Datasets 1112, 1212, and 1222, (DS1112, DS1212, and DS1222) are data files comprising the weight variables for Wave 4.5. The "all-waves" weight file contains weights for participants in the Wave 1 Cohort who completed a Wave 4.5 Youth Interview and completed interviews (if old enough to do so) or verified their information with the study (if not old enough to be interviewed) in Waves 1, 2, 3, and 4.
There are two separate files with "single wave" weights: one for the Wave 1 Cohort and one for the Wave 4 Cohort. The "single-wave" weight file for the Wave 1 Cohort contains weights for youth who completed an interview in Wave 1 and in Wave 4.5, regardless of their participation in the intervening waves. The "single-wave" weight file for the Wave 4 Cohort contains weights for all Wave 4.5 Youth Interview respondents in the Wave 4 Cohort.
Dataset 1402 (DS1402) contains the Wave 4.5 State Identifier data for Youth and Parents and has 5 variables and 13,131 cases. The State Identifier dataset includes PERSONID for linking the State Identifier to the questionnaire data and 3 variables designating the state (state Federal Information Processing System (FIPS), state abbreviation, and full name of the state). The State Identifier values in this dataset represent participants' state of residence at the time of Wave 4.5.
Dataset 1503 (DS1503) contains data derived from responses to questionnaires in Wave 1, Wave 2, Wave 3, Wave 4, and Wave 4.5 indicating if participants had ever/never used various tobacco products as of the Wave 4.5 data collection period. This data file contains 26 variables for all 67,276 study participants as of the Wave 4.5 data collection. This file is provided for reference only to simplify the definitions of tobacco use variables in the Adult and Youth data files for subsequent waves.

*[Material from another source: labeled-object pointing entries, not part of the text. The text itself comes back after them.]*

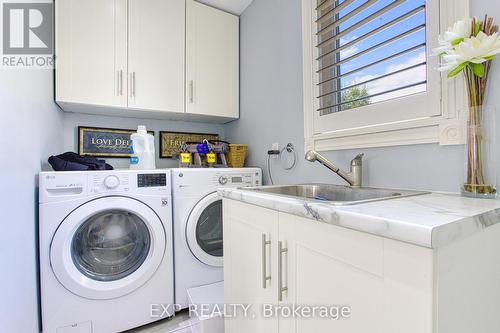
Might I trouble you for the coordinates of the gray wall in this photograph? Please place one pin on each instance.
(31, 127)
(73, 120)
(271, 108)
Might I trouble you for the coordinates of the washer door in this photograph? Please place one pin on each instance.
(107, 248)
(204, 230)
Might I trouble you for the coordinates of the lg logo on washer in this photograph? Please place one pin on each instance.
(27, 35)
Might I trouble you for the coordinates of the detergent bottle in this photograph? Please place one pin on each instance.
(142, 150)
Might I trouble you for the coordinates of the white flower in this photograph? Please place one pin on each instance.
(476, 50)
(460, 31)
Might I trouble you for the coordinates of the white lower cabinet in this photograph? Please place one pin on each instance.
(388, 286)
(248, 261)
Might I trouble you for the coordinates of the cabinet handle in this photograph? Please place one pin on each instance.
(191, 91)
(265, 277)
(121, 82)
(281, 289)
(117, 83)
(133, 76)
(132, 84)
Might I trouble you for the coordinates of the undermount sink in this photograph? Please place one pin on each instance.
(336, 194)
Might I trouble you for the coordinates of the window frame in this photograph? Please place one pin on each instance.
(445, 97)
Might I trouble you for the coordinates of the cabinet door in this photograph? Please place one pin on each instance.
(156, 54)
(387, 285)
(212, 68)
(250, 235)
(91, 52)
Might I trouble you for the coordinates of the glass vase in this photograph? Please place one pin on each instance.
(480, 179)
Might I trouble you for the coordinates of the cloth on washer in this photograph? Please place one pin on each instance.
(73, 162)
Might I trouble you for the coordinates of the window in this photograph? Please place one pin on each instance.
(369, 69)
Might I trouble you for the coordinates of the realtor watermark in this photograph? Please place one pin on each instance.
(27, 35)
(266, 311)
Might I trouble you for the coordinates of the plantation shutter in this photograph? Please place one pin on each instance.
(369, 51)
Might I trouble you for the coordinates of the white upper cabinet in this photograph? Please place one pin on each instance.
(131, 58)
(156, 54)
(91, 52)
(212, 61)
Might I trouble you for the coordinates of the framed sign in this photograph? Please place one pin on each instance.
(171, 142)
(105, 142)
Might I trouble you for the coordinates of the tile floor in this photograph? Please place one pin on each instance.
(181, 323)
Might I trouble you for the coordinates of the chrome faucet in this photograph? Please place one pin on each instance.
(354, 177)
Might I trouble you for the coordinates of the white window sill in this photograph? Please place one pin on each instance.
(418, 131)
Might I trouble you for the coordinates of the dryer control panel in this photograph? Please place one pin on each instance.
(238, 179)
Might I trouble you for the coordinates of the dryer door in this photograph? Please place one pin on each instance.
(204, 230)
(108, 248)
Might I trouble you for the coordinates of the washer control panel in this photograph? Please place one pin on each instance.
(239, 179)
(101, 182)
(151, 180)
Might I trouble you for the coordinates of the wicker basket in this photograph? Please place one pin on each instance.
(236, 156)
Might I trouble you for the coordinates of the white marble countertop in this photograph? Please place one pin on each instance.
(430, 220)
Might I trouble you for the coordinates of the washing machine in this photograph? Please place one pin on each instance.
(106, 250)
(197, 216)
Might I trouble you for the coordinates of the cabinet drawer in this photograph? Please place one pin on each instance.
(357, 249)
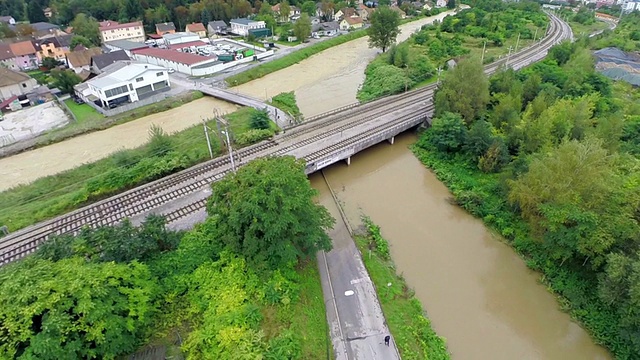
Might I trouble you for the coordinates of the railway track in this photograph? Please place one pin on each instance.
(142, 199)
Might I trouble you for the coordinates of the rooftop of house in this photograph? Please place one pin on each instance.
(172, 55)
(113, 25)
(82, 57)
(187, 44)
(165, 27)
(22, 48)
(5, 52)
(103, 60)
(122, 71)
(353, 20)
(126, 44)
(196, 27)
(9, 77)
(242, 21)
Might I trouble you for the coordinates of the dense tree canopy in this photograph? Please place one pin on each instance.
(266, 212)
(384, 29)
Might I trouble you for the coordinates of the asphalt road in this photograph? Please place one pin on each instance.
(356, 323)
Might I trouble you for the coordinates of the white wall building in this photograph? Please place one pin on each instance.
(112, 30)
(242, 26)
(127, 81)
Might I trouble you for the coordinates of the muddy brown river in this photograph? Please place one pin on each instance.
(478, 293)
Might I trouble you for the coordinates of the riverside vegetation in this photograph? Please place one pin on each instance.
(549, 157)
(414, 62)
(161, 156)
(407, 322)
(243, 284)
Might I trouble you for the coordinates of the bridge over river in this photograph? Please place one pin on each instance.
(321, 141)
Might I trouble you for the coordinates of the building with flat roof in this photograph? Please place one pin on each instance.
(242, 26)
(113, 30)
(126, 81)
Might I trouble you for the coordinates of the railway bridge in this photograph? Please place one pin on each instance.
(321, 141)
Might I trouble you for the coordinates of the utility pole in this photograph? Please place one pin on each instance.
(206, 134)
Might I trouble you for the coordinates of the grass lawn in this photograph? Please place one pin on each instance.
(54, 195)
(306, 317)
(579, 29)
(90, 119)
(407, 321)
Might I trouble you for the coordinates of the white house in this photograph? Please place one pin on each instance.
(242, 26)
(128, 81)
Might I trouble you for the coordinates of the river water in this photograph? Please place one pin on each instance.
(478, 293)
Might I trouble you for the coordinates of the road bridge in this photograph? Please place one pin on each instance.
(320, 141)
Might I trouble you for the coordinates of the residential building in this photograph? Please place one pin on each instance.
(242, 26)
(400, 12)
(344, 13)
(217, 27)
(100, 62)
(197, 28)
(7, 59)
(182, 62)
(165, 28)
(127, 81)
(113, 30)
(80, 60)
(126, 45)
(325, 29)
(8, 20)
(179, 38)
(14, 83)
(42, 29)
(351, 23)
(25, 55)
(50, 47)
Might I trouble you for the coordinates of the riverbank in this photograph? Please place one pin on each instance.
(162, 155)
(87, 120)
(407, 321)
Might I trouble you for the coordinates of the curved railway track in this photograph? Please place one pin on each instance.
(144, 198)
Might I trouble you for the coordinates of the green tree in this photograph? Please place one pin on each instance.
(260, 120)
(71, 309)
(466, 81)
(447, 133)
(309, 8)
(575, 196)
(133, 10)
(302, 28)
(35, 13)
(80, 40)
(285, 11)
(384, 29)
(267, 212)
(65, 80)
(86, 27)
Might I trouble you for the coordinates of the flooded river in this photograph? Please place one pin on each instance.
(478, 293)
(330, 79)
(30, 165)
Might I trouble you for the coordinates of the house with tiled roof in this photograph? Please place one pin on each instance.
(81, 59)
(351, 23)
(50, 47)
(7, 59)
(113, 30)
(197, 28)
(14, 83)
(25, 55)
(165, 28)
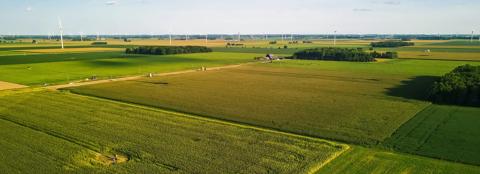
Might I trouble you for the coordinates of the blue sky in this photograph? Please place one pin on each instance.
(245, 16)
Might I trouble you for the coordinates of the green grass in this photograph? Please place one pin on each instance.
(362, 160)
(61, 68)
(53, 132)
(444, 132)
(335, 100)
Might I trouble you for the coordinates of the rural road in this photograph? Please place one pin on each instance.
(83, 83)
(7, 86)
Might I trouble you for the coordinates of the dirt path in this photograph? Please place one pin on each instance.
(7, 85)
(82, 83)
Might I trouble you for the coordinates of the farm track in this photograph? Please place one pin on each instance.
(83, 83)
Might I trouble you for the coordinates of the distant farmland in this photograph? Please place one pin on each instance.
(68, 67)
(54, 132)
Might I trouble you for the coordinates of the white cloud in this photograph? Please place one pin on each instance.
(111, 3)
(392, 2)
(362, 10)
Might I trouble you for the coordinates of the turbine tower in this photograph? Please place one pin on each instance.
(206, 39)
(61, 31)
(335, 38)
(471, 38)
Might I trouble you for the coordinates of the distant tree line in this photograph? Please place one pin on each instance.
(338, 54)
(391, 44)
(167, 50)
(460, 87)
(342, 54)
(99, 43)
(385, 55)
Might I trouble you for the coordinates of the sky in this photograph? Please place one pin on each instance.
(244, 16)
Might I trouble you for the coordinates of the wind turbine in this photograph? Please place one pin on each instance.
(61, 31)
(81, 36)
(335, 38)
(471, 38)
(206, 39)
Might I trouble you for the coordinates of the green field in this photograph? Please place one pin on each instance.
(363, 160)
(60, 132)
(444, 132)
(294, 96)
(64, 68)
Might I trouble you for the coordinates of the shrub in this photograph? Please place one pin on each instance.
(461, 87)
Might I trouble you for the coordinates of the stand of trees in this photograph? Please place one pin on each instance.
(461, 87)
(338, 54)
(391, 44)
(385, 55)
(167, 50)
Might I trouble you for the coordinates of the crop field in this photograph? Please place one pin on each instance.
(363, 160)
(262, 95)
(444, 132)
(63, 68)
(73, 132)
(73, 50)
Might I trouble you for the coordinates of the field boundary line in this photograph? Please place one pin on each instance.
(317, 167)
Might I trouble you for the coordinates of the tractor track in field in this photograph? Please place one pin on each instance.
(83, 83)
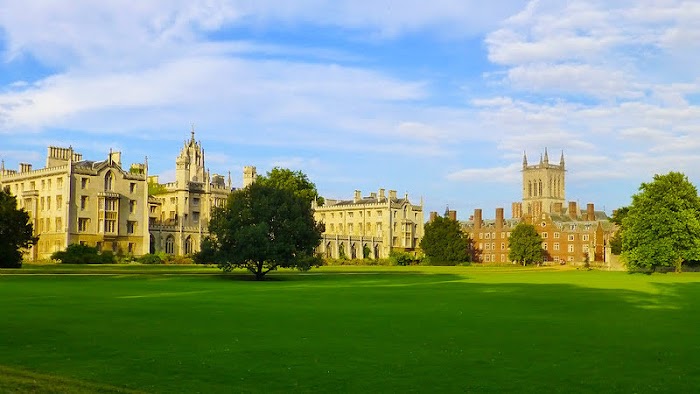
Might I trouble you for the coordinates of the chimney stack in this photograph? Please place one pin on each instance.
(499, 217)
(477, 219)
(452, 215)
(573, 214)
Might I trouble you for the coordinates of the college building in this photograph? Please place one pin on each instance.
(570, 233)
(98, 203)
(370, 226)
(72, 200)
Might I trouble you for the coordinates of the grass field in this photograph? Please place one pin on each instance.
(367, 329)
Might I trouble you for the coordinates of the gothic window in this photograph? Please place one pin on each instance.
(188, 245)
(170, 244)
(109, 181)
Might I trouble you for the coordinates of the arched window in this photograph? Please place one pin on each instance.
(109, 181)
(170, 245)
(188, 245)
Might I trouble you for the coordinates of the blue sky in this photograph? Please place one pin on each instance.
(435, 99)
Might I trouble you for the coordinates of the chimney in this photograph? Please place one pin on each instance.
(452, 215)
(573, 214)
(499, 217)
(25, 167)
(558, 208)
(477, 219)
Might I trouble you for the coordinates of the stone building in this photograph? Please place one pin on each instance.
(371, 226)
(179, 211)
(569, 233)
(72, 200)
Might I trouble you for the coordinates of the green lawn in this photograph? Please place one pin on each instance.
(340, 329)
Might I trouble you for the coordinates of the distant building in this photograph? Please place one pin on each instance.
(72, 200)
(569, 233)
(371, 226)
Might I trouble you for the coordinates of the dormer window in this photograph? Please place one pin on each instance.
(109, 181)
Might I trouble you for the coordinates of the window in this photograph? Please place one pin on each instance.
(83, 224)
(109, 181)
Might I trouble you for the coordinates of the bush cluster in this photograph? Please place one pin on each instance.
(83, 254)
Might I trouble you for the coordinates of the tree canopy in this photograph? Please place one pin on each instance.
(525, 245)
(16, 232)
(295, 181)
(262, 228)
(662, 226)
(444, 242)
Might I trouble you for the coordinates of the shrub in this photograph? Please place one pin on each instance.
(83, 254)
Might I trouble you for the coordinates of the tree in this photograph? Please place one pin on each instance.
(295, 181)
(662, 227)
(525, 245)
(262, 228)
(444, 242)
(16, 232)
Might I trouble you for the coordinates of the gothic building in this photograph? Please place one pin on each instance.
(179, 211)
(71, 200)
(569, 233)
(370, 226)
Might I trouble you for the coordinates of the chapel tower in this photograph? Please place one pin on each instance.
(544, 185)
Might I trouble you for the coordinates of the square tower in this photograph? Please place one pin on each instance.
(544, 185)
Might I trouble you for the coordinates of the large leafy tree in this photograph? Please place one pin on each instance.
(444, 242)
(262, 228)
(295, 181)
(15, 231)
(662, 226)
(525, 245)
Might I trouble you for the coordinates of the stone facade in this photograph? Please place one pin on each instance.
(371, 226)
(179, 211)
(569, 234)
(72, 200)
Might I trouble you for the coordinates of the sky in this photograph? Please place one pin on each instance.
(438, 99)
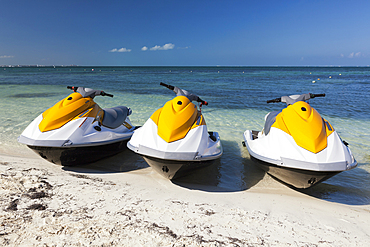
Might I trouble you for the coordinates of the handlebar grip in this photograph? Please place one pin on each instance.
(106, 94)
(202, 101)
(167, 86)
(317, 95)
(72, 88)
(274, 100)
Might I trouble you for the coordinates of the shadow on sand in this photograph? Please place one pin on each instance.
(125, 161)
(231, 173)
(235, 171)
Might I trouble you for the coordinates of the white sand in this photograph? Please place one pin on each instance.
(42, 204)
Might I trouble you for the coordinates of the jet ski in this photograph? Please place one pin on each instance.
(174, 140)
(77, 131)
(297, 146)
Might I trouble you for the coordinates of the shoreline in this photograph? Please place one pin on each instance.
(46, 204)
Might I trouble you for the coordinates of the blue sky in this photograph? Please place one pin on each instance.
(185, 33)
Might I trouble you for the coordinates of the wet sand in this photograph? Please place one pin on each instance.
(43, 204)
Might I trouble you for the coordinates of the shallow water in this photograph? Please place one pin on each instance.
(237, 101)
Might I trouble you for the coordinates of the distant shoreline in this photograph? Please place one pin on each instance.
(183, 66)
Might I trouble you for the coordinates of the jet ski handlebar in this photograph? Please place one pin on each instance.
(88, 92)
(294, 98)
(179, 91)
(316, 95)
(167, 86)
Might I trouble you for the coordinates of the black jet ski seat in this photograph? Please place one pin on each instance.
(270, 120)
(114, 117)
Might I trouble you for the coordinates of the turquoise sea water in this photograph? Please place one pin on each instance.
(237, 101)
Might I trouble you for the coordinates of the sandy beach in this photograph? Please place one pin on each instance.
(43, 204)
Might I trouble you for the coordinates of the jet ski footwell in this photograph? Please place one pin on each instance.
(72, 156)
(297, 173)
(173, 169)
(297, 178)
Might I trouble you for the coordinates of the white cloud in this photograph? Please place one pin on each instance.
(120, 50)
(357, 54)
(168, 46)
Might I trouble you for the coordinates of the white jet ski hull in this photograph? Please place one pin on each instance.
(172, 160)
(279, 155)
(78, 142)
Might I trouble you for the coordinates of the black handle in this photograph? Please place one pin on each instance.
(274, 100)
(316, 95)
(72, 88)
(167, 86)
(102, 93)
(202, 101)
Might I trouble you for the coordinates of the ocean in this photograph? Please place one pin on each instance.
(237, 101)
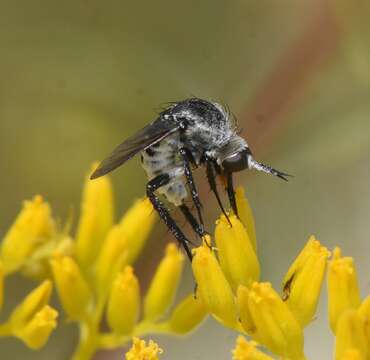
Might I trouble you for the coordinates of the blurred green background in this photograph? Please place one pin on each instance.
(77, 77)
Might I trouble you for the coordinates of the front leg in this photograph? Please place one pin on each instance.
(231, 192)
(211, 176)
(193, 189)
(151, 187)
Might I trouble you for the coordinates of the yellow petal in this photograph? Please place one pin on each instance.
(351, 354)
(164, 284)
(2, 276)
(112, 257)
(33, 227)
(246, 215)
(37, 331)
(364, 313)
(237, 257)
(276, 326)
(350, 335)
(187, 315)
(247, 350)
(137, 223)
(31, 304)
(72, 288)
(302, 285)
(124, 302)
(141, 351)
(245, 316)
(97, 212)
(213, 288)
(343, 290)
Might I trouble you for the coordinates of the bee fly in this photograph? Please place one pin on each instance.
(186, 135)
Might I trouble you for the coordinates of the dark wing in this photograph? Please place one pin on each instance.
(149, 135)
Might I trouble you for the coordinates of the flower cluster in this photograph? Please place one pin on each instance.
(96, 284)
(229, 287)
(31, 234)
(93, 275)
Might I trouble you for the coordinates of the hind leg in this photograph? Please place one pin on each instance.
(164, 214)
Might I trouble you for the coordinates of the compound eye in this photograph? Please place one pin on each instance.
(236, 162)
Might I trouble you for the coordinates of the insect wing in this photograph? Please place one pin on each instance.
(149, 135)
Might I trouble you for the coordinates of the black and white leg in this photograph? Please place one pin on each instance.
(198, 228)
(151, 187)
(231, 192)
(193, 189)
(211, 176)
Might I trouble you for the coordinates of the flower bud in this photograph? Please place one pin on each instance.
(303, 281)
(343, 290)
(112, 258)
(237, 257)
(33, 226)
(187, 315)
(2, 277)
(350, 335)
(364, 313)
(245, 316)
(276, 326)
(246, 215)
(247, 350)
(140, 350)
(97, 212)
(31, 304)
(37, 331)
(213, 288)
(137, 223)
(163, 286)
(124, 302)
(72, 288)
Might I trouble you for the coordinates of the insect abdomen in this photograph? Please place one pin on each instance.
(163, 158)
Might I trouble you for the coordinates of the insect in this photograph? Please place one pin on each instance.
(188, 134)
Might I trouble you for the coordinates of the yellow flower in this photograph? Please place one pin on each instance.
(246, 215)
(245, 316)
(364, 312)
(303, 281)
(187, 315)
(351, 354)
(343, 291)
(137, 223)
(37, 266)
(213, 288)
(276, 326)
(141, 351)
(164, 284)
(247, 350)
(37, 331)
(2, 275)
(124, 302)
(237, 257)
(96, 219)
(350, 336)
(32, 303)
(73, 290)
(32, 227)
(112, 257)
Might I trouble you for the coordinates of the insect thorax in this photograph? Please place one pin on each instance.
(208, 130)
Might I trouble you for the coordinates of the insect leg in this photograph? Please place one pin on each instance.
(191, 183)
(231, 192)
(211, 176)
(198, 228)
(151, 187)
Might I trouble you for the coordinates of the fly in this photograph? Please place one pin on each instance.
(188, 134)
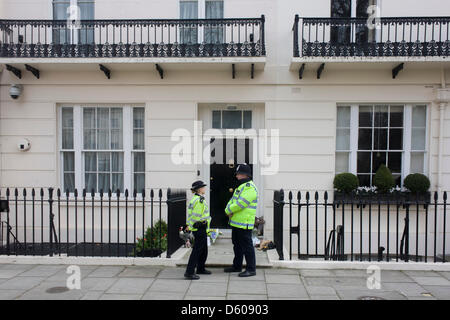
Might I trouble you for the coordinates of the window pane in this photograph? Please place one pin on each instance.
(363, 162)
(90, 162)
(103, 118)
(116, 139)
(396, 116)
(365, 116)
(116, 118)
(117, 161)
(139, 162)
(365, 139)
(89, 118)
(67, 117)
(247, 119)
(104, 182)
(343, 117)
(364, 180)
(69, 182)
(138, 139)
(380, 139)
(67, 138)
(104, 161)
(395, 162)
(89, 139)
(341, 162)
(103, 139)
(139, 182)
(232, 119)
(381, 116)
(90, 181)
(69, 161)
(217, 120)
(396, 139)
(342, 139)
(419, 116)
(117, 181)
(378, 158)
(138, 118)
(418, 139)
(417, 162)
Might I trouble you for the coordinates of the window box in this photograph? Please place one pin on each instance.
(371, 197)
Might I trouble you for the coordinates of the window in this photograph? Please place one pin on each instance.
(232, 119)
(214, 10)
(370, 135)
(102, 148)
(63, 34)
(188, 33)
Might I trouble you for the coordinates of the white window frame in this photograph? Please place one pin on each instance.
(201, 7)
(407, 129)
(79, 150)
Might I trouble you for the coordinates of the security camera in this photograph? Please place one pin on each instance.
(24, 145)
(15, 91)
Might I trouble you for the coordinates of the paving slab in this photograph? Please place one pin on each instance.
(170, 285)
(21, 283)
(283, 278)
(139, 272)
(250, 287)
(43, 271)
(440, 292)
(130, 286)
(106, 271)
(406, 289)
(218, 289)
(161, 295)
(10, 294)
(286, 291)
(432, 281)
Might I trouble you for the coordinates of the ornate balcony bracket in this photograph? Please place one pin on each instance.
(320, 70)
(106, 71)
(34, 71)
(14, 70)
(160, 70)
(301, 71)
(396, 70)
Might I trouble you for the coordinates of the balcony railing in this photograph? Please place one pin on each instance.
(386, 37)
(243, 37)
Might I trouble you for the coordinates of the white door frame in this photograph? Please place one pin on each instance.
(205, 115)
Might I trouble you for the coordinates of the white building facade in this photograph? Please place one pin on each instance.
(112, 99)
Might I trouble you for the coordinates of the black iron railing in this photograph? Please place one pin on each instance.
(383, 37)
(45, 222)
(356, 229)
(243, 37)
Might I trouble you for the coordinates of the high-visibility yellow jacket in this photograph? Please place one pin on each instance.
(198, 211)
(242, 206)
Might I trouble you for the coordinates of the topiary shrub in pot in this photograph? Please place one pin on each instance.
(417, 183)
(383, 179)
(345, 182)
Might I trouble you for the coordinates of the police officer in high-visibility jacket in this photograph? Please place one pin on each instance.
(241, 210)
(198, 222)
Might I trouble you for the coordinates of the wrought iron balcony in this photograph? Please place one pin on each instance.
(243, 37)
(387, 37)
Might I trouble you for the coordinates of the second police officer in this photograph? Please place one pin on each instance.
(241, 211)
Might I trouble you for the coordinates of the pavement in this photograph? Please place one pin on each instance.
(42, 282)
(151, 282)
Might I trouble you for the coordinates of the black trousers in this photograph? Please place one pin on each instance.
(243, 246)
(199, 252)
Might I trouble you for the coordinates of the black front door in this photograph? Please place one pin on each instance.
(226, 155)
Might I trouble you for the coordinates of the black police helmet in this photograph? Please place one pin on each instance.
(244, 169)
(197, 185)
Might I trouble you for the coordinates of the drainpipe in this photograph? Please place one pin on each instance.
(442, 106)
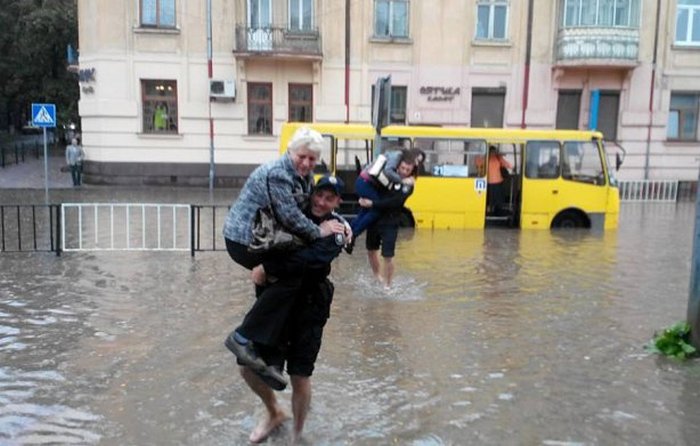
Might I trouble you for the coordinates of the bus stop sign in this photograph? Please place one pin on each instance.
(44, 115)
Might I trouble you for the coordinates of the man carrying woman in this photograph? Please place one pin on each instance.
(391, 171)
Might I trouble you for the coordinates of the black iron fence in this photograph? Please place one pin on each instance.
(18, 150)
(30, 228)
(206, 224)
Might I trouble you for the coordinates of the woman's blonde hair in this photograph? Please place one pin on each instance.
(306, 138)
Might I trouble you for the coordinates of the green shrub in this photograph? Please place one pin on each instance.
(673, 342)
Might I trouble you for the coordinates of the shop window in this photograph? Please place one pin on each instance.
(487, 107)
(259, 108)
(159, 99)
(301, 103)
(391, 18)
(158, 13)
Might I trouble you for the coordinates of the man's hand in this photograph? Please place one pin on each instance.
(329, 227)
(258, 275)
(365, 202)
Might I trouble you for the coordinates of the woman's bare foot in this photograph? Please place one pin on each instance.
(267, 425)
(379, 278)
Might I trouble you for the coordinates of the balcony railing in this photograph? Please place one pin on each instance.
(590, 45)
(277, 40)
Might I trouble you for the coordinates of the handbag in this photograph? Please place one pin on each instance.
(376, 171)
(268, 233)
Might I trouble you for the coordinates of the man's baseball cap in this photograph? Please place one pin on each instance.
(332, 183)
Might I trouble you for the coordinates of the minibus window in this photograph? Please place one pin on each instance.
(324, 163)
(583, 162)
(542, 160)
(452, 157)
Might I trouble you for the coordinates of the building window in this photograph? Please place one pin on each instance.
(259, 108)
(301, 101)
(491, 19)
(159, 99)
(606, 13)
(391, 18)
(158, 13)
(688, 22)
(608, 111)
(487, 107)
(300, 15)
(683, 116)
(397, 113)
(568, 107)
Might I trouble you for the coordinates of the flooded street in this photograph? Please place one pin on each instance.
(496, 337)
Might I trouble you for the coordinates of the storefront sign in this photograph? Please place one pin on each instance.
(440, 94)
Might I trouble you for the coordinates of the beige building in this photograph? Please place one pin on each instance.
(147, 99)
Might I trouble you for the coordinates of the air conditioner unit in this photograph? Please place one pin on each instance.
(222, 89)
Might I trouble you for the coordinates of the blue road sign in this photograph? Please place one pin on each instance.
(44, 115)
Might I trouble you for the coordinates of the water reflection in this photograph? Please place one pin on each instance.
(489, 337)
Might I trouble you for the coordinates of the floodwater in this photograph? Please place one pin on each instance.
(495, 337)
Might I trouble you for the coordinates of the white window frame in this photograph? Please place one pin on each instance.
(157, 24)
(692, 10)
(260, 24)
(391, 19)
(680, 112)
(301, 27)
(490, 28)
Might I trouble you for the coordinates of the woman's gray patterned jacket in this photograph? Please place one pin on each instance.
(290, 193)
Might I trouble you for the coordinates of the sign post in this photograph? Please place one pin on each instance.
(44, 116)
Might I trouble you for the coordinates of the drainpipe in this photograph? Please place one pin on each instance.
(651, 90)
(528, 55)
(347, 61)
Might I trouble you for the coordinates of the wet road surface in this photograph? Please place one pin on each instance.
(493, 337)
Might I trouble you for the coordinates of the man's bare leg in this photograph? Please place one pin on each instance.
(388, 271)
(274, 416)
(373, 257)
(301, 400)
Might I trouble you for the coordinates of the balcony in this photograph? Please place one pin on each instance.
(597, 46)
(278, 41)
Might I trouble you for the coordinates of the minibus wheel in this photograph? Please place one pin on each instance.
(571, 219)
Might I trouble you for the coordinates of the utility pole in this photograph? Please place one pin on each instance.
(694, 293)
(210, 69)
(347, 61)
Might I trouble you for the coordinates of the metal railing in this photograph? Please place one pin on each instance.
(277, 39)
(126, 227)
(207, 221)
(649, 190)
(30, 228)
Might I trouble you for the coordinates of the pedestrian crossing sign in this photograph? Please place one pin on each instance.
(44, 115)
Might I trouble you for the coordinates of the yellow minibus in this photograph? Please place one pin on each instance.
(557, 178)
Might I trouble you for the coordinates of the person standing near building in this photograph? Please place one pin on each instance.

Dataset 2001 (DS2001) contains the data from the Wave 5.5 Adult Questionnaire. This file contains 2,619 variables and 3,628 cases. Of these cases, 1,014 are continuing adults having completed a prior Adult Questionnaire. The other 2,614 cases are "aged-up adults" having previously completed a Youth Questionnaire.
Dataset 2002 (DS2002) contains the data from the Wave 5.5 Youth and Parent Questionnaire. This file contains 1,871 variables and 7,129 cases. Of these cases, 7,076 are continuing youth having completed a prior Youth Interview. The other 53 cases are "aged-up youth" having previously been sampled as "shadow youth."
Datasets 2111, 2112, 2121, 2122, 2221, and 2222 (DS2111, DS2112, DS2121, DS2122, DS2221, and DS2222) are data files comprising the weight variables for Wave 5.5. In Wave 5.5, the weight variables are in individual data files corresponding to the Wave 1 and Wave 4 Cohorts and different weight types.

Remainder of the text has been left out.